Tutorial

What files do I need to provide?

You will need to upload 2 files to run a PEBBA analysis: a DEG file and a GMT file. For your convenience we make available 2 common GMT files, so you actually only need to provide a GMT file if you would like to use your own custom file. Attention: if the genes described in your DEG file are not present in the GMT file or if you pick the wrong column the analysis won't work!

Parameter choice

There are 3 obligatory parameters that PEBBA needs in order to correctly read your DEG file, these are the column names for the genes ID column (which will be matched agaisnt the GMT file), the log_2 FC column and the P-value column.

If you desire to personalize your PEBBA analysis you may configure 4 additional parameters:

  • Min and max genes: These 2 parameters control the range of the analysis. PEBBA will start by creating a ranking of the calculated pi-values and running the ORA analysis with the top "min genes", this will be used to generate one line of the final heatmap. Then, PEBBA will repeat this process again and again by including 50 genes to the analysis until it reaches the "max genes" size
  • Bar graphs significance threshold: This parameter is a threshold used in the creation of the barplots, each bar is a count for the number of times the ORA analysis reached a significance value higher than the threshold for a given row (ranking size) or column (pathway).
  • Minimum significance score: It is not uncommon to perform a meta-analysis such as the one done in PEBBA and arive in many insignificant results. To better visualize the results, pathways that have near 0 significance values in all rows are cut from the heatmap to increase clarity and interpretability (these results are not excluded from the csv file, only from the html heatmap file). This parameter is provided for users that would like to increase or decrease this threshold.

Interpreting the results

The raw results of the PEBBA analysis are provided as a simple csv file, alongside it we provide 3 html files with plots of this data. The 3 html files represent "up" (ranking by increase of gene expression), "down" (ranking by decrease of gene expression) and "any" (ranking by magnitude of change in gene expression, be it increase or decrease).

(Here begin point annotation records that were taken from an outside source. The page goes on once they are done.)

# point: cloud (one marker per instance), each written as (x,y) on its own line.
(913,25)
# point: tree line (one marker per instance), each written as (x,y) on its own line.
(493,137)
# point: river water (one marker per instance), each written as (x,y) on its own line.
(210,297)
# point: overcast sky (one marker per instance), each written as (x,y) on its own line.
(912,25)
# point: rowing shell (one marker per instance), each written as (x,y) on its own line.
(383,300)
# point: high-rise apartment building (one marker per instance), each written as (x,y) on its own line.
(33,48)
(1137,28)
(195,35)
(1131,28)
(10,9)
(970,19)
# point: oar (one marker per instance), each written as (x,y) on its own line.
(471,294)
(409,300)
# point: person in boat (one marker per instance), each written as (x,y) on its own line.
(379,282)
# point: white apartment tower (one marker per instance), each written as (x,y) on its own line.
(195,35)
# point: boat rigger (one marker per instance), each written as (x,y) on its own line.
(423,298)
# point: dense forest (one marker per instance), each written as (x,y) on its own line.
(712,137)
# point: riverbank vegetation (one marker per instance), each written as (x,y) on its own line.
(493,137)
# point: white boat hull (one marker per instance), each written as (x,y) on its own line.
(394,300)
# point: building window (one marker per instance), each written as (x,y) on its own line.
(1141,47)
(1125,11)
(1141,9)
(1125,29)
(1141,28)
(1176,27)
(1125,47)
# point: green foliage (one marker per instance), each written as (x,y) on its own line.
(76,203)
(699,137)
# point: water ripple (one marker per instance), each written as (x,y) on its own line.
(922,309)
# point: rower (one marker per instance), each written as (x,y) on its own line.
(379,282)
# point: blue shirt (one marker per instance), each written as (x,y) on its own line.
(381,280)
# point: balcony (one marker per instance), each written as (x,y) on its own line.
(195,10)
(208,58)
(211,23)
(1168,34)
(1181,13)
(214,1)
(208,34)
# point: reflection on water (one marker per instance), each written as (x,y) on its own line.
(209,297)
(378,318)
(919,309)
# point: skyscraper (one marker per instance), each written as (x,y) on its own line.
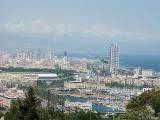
(114,59)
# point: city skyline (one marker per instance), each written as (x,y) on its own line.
(80,26)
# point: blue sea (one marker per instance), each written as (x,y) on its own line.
(143,61)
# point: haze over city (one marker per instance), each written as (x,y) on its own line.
(81,26)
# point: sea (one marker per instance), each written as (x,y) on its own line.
(142,61)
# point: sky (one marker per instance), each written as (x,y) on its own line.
(81,25)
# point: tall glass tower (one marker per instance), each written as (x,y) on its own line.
(114,59)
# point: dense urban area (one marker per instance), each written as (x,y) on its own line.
(36,84)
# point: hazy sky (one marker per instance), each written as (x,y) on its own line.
(81,25)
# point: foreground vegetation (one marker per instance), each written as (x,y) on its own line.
(143,107)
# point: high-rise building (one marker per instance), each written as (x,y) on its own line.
(114,58)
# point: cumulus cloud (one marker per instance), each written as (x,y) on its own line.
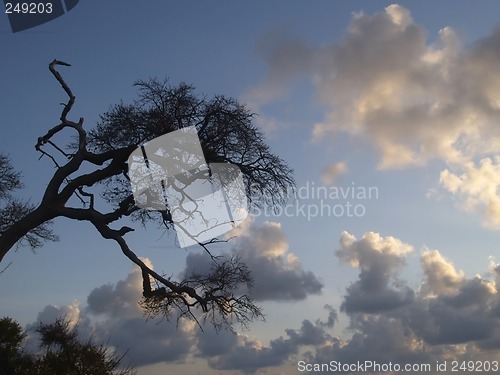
(277,272)
(477,188)
(332,172)
(379,260)
(412,97)
(448,316)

Each html file is composed of 3 interactive plots: one heatmap and two barplots. Each column of the heatmap represents a different pathway/group of genes decribed in the GMT file while each row represents the number NG of genes used in an analysis. The hue of a square represents the -log_10 p-value of the ORA analysis for a given pathway and NG value. The 2 barplots serve as a visual aid to interpret the heatmap, given a threshold value it counts how many times in a given row or column the ORA analysis score surpassed this thershold.

For more details about the inner workings of PEBBA you may refer to our paper or to its open source implentation.